KEY POINTS:
The Government's crime reduction strategy is the same as it was six years ago, despite a hard-hitting report finding it "no longer fit for purpose".
The strategy sets out seven priority areas such as family violence or youth offending that are to be targeted through "whole-of-Government" action.
National calls it "thin air" and last night said the strategy would be scrapped if it became the Government.
The strategy was introduced in 2002 and has stayed in place despite being found to be failing in an independent "stocktake report" the Ministry of Justice commissioned in 2006.
The Herald has obtained the report, by British crime prevention consultant Dr Sohail Husain. It said the strategy "was not effectively giving strategic direction to crime-reduction activity".
Dr Husain said if the Government took no action it would be "ignoring an opportunity to improve service in an area of significant public concern" and be "poorly positioned to respond to changes in national or international conditions that create upward pressure on trends [such as economic downturn]".

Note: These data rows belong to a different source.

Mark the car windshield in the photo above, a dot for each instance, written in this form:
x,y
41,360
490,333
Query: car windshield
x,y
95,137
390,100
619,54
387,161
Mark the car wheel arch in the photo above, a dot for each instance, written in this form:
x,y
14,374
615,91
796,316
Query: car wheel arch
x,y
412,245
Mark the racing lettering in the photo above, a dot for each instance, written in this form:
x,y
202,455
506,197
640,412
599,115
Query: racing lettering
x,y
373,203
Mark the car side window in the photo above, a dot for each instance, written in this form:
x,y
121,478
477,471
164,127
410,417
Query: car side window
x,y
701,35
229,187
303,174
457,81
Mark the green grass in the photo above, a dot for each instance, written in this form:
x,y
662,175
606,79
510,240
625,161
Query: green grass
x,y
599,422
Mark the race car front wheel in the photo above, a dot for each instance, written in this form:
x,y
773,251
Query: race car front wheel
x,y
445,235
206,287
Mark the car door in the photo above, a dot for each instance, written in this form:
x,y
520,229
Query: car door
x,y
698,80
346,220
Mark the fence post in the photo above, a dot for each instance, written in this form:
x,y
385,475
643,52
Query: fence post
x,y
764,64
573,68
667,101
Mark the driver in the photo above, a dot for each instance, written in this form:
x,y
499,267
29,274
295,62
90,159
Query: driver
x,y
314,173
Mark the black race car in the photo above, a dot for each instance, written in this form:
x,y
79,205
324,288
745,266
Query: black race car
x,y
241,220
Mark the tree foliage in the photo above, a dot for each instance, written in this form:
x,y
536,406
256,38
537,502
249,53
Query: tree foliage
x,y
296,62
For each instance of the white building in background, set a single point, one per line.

He said that when the strategy was developed in 2001 it was meant to be an "overarching framework" but it was "debatable whether a strategy was ever properly formulated" and there was little evidence it had any impact.
He said there was "no definitive published strategy document", targets were not defined and it did not have a high enough profile.

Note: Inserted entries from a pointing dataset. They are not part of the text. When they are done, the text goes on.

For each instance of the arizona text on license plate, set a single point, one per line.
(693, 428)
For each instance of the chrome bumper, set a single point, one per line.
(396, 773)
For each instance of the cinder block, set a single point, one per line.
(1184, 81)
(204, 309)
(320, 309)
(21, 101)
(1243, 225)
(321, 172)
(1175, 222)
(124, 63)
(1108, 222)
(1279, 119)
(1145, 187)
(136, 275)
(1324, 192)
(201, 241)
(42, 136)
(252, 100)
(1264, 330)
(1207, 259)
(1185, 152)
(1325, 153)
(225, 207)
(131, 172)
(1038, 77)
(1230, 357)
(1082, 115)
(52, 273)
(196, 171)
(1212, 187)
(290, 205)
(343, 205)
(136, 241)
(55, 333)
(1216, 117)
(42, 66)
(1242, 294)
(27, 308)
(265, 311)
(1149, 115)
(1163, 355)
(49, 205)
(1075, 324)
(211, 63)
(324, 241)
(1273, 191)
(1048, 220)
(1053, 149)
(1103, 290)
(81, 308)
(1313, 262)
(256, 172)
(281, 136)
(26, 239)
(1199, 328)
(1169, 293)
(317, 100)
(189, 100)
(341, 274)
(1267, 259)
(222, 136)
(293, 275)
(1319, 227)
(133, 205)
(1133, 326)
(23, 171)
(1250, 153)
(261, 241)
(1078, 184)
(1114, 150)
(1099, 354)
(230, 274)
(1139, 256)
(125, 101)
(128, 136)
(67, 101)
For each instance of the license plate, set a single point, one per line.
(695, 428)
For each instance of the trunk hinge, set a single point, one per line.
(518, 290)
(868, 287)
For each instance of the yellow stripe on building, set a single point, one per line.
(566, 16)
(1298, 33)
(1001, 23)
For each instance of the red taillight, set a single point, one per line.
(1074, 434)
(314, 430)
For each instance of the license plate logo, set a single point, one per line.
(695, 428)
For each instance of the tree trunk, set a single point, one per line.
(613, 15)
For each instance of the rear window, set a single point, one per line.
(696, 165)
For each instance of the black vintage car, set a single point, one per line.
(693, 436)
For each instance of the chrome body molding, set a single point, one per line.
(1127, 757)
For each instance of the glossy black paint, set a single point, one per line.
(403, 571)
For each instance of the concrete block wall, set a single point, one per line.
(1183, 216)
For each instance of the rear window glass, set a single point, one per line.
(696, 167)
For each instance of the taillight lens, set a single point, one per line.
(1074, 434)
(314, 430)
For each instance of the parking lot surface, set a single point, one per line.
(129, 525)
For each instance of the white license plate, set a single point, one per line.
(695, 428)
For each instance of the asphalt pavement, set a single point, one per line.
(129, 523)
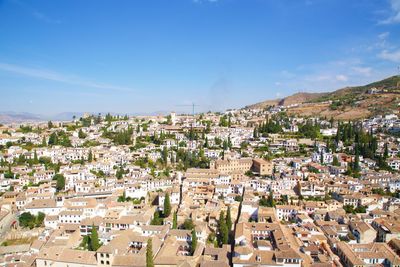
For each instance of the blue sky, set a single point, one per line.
(154, 55)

The strategy's priority areas include family violence, general violence, serious traffic offending, youth offending, burglary, theft and organised crime.
Dr Husain found that any progress in the areas could not be attributed to the strategy, and any underachievement had not been corrected by it either.
The strategy was also criticised in a 2006 Treasury report, which found it lacked focus and needed tangible goals.
The Ministry of Justice yesterday said that while Dr Husain's report was acknowledged, it would not change the original strategy.